Thursday, March 20, 2014

Immigration Persecution

£18,600 ($30,900) is the amount the British government has decided that citizens must earn in order to bring a non-EEA spouse into the country. The price increases steeply to £22,400 ($37,200) if a couple have a non-EEA son or daughter and a further £2,400 ($4,000) for each additional child. Families that can't pay, regardless of how high the foreign spouse's income is, are forced to relocate overseas or see their children raised without a parent. If a British citizen is unemployed, they can apply for a visa for their spouse if they have cash savings of £62,000 ($103,000) in the bank for more than six months, something beyond the reach of most in the country.

This is, of course, the government defending Tory family values - ensuring wives and husbands and children are split up.

Meanwhile , the Independent reports on the tragic case  of one pregnant immigrant applicant who rather than run foul of the so-called “health-tourism” restrictions for fear she would be turned down for a visa. She developed complications with her pregnancy and her baby had died in the womb but she could not afford the cost of £2,500 for having the dead foetus artificially induced. Any unpaid NHS debt of a £1,000 leads automatically leads to a visa refusal.

Many patients from overseas are now being deterred from seeking medical help because of the new rules. A "very worried" clinician at a hospital in London's East End had reported that psychiatric patients - some considered a potential risk to themselves and to others - were "too frightened" to seek treatment.

This is the heartless world of immigration law.

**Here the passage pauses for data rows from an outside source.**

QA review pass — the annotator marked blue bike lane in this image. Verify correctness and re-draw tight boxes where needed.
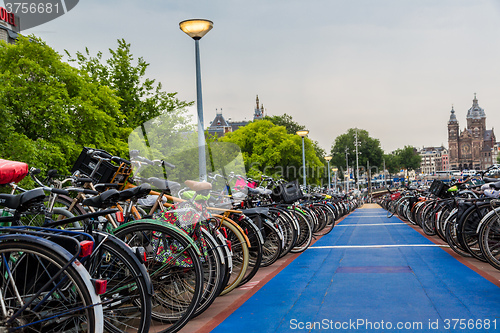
[212,208,500,333]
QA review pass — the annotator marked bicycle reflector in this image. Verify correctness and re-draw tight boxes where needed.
[79,240,94,258]
[135,246,148,264]
[115,211,125,223]
[92,279,108,295]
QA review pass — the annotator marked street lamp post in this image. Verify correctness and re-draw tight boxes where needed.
[332,168,339,193]
[325,156,332,193]
[354,129,359,191]
[345,147,349,193]
[179,19,214,181]
[297,130,309,188]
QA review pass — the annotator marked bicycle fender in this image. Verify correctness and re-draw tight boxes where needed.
[212,214,252,248]
[96,232,154,295]
[476,207,500,233]
[115,219,201,256]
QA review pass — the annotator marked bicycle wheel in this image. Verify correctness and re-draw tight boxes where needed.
[193,229,225,317]
[85,233,153,332]
[479,208,500,270]
[314,204,335,236]
[445,209,472,257]
[232,215,264,286]
[260,220,283,267]
[114,220,203,332]
[210,215,250,296]
[290,210,312,253]
[457,202,491,261]
[0,238,103,333]
[269,208,298,258]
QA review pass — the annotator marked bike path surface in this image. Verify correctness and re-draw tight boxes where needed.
[212,208,500,332]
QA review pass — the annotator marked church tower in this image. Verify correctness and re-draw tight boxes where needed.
[448,106,460,169]
[253,95,264,120]
[467,94,486,168]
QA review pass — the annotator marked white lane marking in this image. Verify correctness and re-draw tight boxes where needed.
[336,222,406,227]
[352,215,387,218]
[309,244,450,249]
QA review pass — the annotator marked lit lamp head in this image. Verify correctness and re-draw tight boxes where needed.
[179,19,214,40]
[296,130,309,137]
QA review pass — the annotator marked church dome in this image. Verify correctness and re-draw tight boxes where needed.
[448,106,458,124]
[467,94,486,119]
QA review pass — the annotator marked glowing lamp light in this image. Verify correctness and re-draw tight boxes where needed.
[179,19,214,39]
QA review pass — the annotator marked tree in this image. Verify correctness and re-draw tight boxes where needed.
[384,153,401,173]
[264,113,306,134]
[66,39,193,135]
[395,146,422,171]
[330,128,384,183]
[264,113,328,182]
[220,120,326,184]
[0,36,127,173]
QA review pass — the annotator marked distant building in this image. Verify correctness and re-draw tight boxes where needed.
[448,94,496,170]
[491,142,500,164]
[208,95,264,137]
[419,146,449,175]
[0,7,21,44]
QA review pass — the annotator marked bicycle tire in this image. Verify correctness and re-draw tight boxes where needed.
[114,220,203,333]
[85,234,153,333]
[290,210,312,253]
[0,239,103,333]
[479,208,500,270]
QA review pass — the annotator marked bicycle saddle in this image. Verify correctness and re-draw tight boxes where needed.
[148,177,181,192]
[0,188,45,209]
[82,190,120,208]
[184,180,212,192]
[241,207,269,216]
[119,184,151,200]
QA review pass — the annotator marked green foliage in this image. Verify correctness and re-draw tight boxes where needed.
[395,146,422,171]
[330,128,384,180]
[264,113,328,183]
[0,36,126,173]
[384,154,401,173]
[0,36,192,184]
[66,39,193,131]
[220,120,326,184]
[264,113,306,134]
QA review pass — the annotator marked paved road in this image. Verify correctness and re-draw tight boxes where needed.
[213,208,500,333]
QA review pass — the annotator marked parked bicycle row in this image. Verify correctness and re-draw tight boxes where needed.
[379,166,500,270]
[0,148,359,332]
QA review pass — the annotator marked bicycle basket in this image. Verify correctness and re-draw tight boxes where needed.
[0,159,28,185]
[271,180,304,204]
[71,147,118,184]
[429,179,450,198]
[391,192,401,201]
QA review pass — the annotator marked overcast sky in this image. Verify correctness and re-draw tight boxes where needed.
[13,0,500,152]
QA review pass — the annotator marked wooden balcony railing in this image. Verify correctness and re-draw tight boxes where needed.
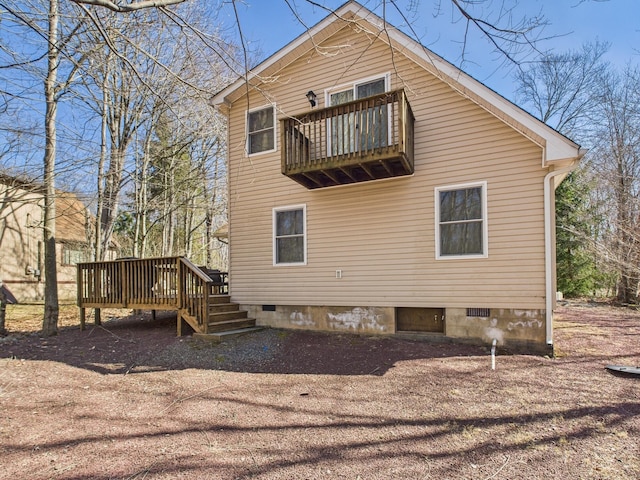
[281,90,414,189]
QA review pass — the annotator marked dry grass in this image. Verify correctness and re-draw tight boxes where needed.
[6,304,130,334]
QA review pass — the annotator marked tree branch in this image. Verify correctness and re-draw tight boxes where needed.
[71,0,187,13]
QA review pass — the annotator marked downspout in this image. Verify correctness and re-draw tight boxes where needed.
[544,163,582,346]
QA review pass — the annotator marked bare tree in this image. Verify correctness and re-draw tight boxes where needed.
[516,42,609,140]
[594,67,640,303]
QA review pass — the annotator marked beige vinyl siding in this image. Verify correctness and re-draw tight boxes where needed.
[229,22,546,309]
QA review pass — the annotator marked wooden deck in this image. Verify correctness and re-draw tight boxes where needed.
[78,257,255,335]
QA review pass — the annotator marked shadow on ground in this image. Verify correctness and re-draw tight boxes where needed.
[0,313,487,376]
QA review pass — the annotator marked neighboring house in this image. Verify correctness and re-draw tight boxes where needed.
[214,2,584,352]
[0,174,115,302]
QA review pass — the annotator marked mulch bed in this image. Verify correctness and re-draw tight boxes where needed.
[0,304,640,480]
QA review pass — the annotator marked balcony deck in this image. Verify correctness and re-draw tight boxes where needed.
[281,90,414,189]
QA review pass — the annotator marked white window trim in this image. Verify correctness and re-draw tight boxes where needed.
[272,203,307,267]
[244,103,278,157]
[434,181,489,260]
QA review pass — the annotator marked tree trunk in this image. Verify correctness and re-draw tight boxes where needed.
[42,0,59,336]
[0,282,7,337]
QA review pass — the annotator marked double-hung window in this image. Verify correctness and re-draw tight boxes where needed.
[435,182,488,259]
[273,205,307,265]
[247,105,276,155]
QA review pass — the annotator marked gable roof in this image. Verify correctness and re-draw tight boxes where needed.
[213,0,586,166]
[0,172,89,243]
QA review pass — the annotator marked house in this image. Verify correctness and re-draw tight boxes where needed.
[213,1,584,353]
[0,174,115,302]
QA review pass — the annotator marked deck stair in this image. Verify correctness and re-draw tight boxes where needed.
[78,257,257,337]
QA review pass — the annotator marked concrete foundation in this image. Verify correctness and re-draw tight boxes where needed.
[241,305,552,354]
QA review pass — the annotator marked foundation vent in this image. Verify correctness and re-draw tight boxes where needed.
[467,308,491,318]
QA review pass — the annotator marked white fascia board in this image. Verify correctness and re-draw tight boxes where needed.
[211,1,364,106]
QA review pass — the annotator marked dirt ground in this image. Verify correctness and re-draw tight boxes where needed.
[0,304,640,480]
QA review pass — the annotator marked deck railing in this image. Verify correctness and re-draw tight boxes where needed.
[77,257,228,333]
[281,90,414,188]
[78,257,181,309]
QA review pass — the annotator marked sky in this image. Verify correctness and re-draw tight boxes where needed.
[218,0,640,99]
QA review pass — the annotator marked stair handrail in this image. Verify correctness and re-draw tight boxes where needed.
[178,257,213,333]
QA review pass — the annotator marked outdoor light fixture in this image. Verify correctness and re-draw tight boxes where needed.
[307,90,318,107]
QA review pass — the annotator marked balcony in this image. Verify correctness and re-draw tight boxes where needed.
[280,90,414,189]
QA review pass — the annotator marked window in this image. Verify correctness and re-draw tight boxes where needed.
[273,205,307,265]
[435,182,488,259]
[247,106,276,155]
[62,243,89,265]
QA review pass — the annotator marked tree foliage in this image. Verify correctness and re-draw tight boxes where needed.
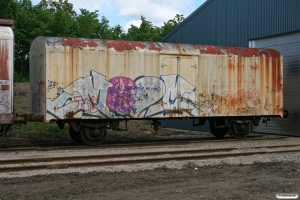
[0,0,184,82]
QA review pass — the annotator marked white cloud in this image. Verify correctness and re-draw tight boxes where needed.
[69,0,195,26]
[124,20,142,32]
[114,0,193,26]
[33,0,205,30]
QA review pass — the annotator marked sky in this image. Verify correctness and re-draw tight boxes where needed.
[32,0,206,30]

As a post-script also in the Independent is the story of a Grammy-nominated classical musician was detained for seven hours at Birmingham airport and deported him before finally allowing him back into the country the following day to perform. He was also questioned and fingerprinted by Border Force officials and kept in a short-term holding facility run by Tascor, the private security firm he described as “the creepy, vague, Orwellian detention subcontractor [HM Border Force] use to keep people awake in brightly lit rooms filled with tearstained children’s toys and assorted religious texts". On his Facebook page, Carpenter said: “HM Immigration in Birmingham were totally unaware of the laws governing Permitted Paid Engagement - the three words artists entering the UK really need to know (in addition to Only Go Heathrow).”